There is no question that there is a lot of terrorism about. Even a cursory glance at the news on a daily basis will uncover stories like an attack on a school by the Taliban in Afghanistan, an Al Shabaab strike on a Mogadishu hotel, yet another Boko Haram use of young girls as suicide bombers in Nigeria and many, many more. Terrorism has been with us a long time but we appear to be paying more attention to it in this post 9/11 world. Perhaps that is why it seems to be on the increase.
In light of this all too frequent scourge it is unfortunate that some actors elect to use the term ‘terrorism’ to refer to individuals and groups that are nothing of the sort. Not that this is a new tactic: as I am reading in Anne Applebaum’s excellent book on the Stalin-manufactured famine in Ukraine in the 1930s, Red Famine, the Soviets labelled anyone who was against its disastrous agricultural collectivisation policy as ‘counter revolutionaries’, ‘terrorists’ and ‘kulaks’ (supposedly rich peasants who wanted to hold on to evil capitalist practices). More recently of course there is no shortage of governments that dehumanise alleged enemies of the state (calling them cockroaches, rats or vermin) to incite supporters to rise up and eliminate them.
China is the latest example of a state that has started referring to protesters as ‘terrorists’. In the ongoing uprisings in Hong Kong as the demonstrations get larger the government-controlled media and some communist party officials have labelled the protest movement as something approaching “terrorism” that poses an “existential threat” to citizens. Hong Kong’s citizens cannot claim a monopoly on this epithet: China has used similar language for nonviolent movements opposing government policies in minority regions such as Tibet and Xinjiang.
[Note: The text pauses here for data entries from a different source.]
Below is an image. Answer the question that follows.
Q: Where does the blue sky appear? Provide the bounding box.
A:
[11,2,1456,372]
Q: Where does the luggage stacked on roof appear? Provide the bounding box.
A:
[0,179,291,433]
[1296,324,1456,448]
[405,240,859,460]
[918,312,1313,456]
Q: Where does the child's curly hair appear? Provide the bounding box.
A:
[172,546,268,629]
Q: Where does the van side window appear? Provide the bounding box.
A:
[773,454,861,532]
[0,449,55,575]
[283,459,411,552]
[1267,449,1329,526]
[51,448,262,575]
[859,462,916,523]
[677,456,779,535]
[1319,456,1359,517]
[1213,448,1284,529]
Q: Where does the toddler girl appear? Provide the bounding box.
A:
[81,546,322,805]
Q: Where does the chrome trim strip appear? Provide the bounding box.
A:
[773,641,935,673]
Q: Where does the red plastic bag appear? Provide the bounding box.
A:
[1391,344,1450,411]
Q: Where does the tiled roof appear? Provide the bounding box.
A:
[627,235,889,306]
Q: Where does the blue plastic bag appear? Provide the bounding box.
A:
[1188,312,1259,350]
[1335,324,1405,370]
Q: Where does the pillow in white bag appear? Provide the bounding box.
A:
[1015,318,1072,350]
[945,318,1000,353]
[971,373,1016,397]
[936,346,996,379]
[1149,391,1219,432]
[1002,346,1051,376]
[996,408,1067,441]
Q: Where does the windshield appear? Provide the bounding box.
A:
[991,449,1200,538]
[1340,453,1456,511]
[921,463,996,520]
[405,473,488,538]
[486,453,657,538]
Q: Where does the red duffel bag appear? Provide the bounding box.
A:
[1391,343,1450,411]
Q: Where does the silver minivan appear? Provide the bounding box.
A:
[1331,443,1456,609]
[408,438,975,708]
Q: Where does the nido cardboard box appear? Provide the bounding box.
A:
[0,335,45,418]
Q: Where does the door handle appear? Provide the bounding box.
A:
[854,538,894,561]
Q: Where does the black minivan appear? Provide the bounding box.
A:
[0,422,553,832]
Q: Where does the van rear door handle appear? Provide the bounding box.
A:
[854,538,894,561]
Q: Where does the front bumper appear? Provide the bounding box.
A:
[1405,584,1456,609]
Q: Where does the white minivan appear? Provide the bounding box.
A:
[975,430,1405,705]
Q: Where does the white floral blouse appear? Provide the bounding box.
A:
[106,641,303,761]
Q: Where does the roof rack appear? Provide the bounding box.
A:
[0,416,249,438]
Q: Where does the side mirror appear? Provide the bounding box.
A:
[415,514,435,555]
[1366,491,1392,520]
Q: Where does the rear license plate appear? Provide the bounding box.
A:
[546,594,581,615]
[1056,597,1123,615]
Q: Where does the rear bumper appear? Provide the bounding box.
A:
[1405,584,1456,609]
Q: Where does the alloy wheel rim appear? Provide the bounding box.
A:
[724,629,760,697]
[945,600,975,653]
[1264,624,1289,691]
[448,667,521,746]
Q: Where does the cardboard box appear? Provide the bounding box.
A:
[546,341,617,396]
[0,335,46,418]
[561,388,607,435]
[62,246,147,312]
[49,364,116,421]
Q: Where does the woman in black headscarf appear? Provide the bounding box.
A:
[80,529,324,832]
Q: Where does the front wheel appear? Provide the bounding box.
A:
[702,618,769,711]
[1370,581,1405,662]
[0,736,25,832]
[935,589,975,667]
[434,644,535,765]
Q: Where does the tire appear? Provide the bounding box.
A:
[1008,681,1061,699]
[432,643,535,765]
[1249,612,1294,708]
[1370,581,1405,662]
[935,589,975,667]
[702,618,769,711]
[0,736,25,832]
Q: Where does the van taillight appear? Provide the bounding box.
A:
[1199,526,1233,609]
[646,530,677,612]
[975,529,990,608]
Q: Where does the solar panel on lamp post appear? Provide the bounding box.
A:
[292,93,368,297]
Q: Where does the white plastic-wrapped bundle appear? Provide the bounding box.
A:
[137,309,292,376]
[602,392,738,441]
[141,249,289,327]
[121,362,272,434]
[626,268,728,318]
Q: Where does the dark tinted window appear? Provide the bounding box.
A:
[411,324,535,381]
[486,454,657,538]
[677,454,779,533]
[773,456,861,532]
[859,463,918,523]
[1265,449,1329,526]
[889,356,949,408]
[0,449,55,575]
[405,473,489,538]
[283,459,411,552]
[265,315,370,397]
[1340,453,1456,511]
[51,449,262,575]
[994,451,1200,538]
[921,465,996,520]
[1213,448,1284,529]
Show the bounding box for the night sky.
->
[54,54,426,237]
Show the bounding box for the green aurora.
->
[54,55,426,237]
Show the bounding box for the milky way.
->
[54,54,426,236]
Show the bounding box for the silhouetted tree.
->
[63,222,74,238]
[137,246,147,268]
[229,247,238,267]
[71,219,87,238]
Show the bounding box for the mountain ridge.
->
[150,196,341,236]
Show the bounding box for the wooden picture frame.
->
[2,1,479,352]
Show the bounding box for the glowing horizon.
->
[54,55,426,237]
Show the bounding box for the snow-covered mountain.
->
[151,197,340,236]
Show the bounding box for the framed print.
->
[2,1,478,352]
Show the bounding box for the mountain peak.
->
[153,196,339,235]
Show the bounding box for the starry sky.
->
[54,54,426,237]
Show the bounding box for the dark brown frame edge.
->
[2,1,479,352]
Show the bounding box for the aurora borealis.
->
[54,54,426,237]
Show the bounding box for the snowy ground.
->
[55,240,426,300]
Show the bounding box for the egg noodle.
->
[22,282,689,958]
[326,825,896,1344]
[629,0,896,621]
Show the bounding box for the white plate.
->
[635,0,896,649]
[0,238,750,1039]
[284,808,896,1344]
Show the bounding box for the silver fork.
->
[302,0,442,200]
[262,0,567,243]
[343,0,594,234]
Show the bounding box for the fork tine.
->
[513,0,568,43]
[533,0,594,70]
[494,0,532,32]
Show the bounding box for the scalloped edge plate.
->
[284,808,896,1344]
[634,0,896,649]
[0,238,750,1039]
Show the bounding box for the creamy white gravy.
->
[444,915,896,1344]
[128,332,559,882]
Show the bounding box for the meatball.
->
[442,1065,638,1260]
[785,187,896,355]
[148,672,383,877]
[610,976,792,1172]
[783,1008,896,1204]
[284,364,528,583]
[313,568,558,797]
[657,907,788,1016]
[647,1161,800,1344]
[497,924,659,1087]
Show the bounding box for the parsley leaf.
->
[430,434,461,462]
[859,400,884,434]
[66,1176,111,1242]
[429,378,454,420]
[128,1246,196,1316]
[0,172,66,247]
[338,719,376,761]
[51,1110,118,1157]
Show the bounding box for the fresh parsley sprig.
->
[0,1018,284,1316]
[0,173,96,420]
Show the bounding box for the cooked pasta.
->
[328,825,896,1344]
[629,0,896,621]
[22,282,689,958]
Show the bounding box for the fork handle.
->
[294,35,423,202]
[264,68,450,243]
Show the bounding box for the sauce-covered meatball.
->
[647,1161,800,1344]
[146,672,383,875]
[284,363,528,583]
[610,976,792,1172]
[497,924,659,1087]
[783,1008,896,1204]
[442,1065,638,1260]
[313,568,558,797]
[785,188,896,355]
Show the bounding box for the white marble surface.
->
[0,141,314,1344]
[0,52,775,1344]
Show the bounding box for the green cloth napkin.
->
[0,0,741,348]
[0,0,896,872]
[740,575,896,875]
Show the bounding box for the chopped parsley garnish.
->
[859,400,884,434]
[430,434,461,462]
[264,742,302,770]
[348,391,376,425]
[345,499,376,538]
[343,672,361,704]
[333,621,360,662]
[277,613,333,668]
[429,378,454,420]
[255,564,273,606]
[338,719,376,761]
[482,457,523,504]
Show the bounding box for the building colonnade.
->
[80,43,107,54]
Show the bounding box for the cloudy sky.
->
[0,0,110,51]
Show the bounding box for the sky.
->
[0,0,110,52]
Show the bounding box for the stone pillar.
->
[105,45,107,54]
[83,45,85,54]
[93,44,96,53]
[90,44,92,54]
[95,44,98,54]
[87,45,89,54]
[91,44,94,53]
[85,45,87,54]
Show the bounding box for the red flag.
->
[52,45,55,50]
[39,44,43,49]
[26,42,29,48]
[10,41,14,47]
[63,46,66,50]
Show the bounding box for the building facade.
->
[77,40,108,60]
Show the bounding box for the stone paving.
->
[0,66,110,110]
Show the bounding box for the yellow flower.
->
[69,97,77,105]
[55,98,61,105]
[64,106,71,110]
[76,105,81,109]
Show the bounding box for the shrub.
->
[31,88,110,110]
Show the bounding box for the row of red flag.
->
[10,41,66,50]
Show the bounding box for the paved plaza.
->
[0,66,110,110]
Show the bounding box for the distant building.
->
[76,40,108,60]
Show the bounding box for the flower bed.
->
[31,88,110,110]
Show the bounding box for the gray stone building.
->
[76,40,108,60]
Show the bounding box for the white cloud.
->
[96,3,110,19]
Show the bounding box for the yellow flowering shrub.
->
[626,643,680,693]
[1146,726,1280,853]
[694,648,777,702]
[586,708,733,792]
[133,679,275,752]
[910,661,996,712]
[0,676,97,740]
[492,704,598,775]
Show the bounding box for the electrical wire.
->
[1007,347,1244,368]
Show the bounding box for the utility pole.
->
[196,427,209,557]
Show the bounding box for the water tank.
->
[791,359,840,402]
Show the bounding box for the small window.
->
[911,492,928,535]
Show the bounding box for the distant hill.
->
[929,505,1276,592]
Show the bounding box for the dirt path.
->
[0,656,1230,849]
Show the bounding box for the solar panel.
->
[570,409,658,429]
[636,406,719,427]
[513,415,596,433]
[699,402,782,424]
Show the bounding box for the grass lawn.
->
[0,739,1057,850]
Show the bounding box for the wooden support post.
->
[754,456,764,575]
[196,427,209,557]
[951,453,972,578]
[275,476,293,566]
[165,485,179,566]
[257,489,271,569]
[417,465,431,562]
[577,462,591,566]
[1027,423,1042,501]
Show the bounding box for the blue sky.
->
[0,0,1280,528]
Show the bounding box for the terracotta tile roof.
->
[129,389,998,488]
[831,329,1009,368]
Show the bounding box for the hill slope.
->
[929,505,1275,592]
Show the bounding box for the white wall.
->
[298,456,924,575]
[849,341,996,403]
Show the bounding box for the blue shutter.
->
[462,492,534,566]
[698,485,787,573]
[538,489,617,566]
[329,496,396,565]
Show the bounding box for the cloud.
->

This move is of course deliberate. By saying that it is having to deal with ‘terrorists’ the government can justify all kinds of actions, ranging from the suspension of civil rights to violent counter moves. After all, don’t ‘terrorists’ only understand the language of violence?
What I find disingenuous is that, at least in the case of Xinjiang and the Uyghurs, there has been real terrorism in China. Uyghur Islamist extremists have carried out terrorist attacks (I summarise some of these in my third book, The Lesser Jihads) and the state has every right to crack down on real terrorism. Instead, the central government has called all Uyghurs extremists and has built massive concentration camps – called ‘re-education centres’ – in an effort to eliminate the whole ethnic group.
I think that in part this tendency to call everything ‘terrorism’ worsened after 9/11. When US President Bush unwisely called for a ‘war on terrorism’ in the wake of the AQ attacks in Washington and New York a lot of unsavoury states saw their opportunity to sign up and at the same time rid themselves of their own ‘terrorists’, i.e. pesky opponents. When the war on terrorism is seen as all-consuming and urgent a lot of stuff that is peripheral at best, and devious at worse, gets lumped in. This is my take on what is happening in Hong Kong and China’s response to it.
In the end if some residents in Hong Kong resort to violence then by all means treat them as criminals (I am not sure that their actions can be construed as terrorist in nature, however). Otherwise, China must respect the ‘one nation two systems’ promise it made when it regained the island in 1997. And stop calling those who disagree with it as ‘terrorists’.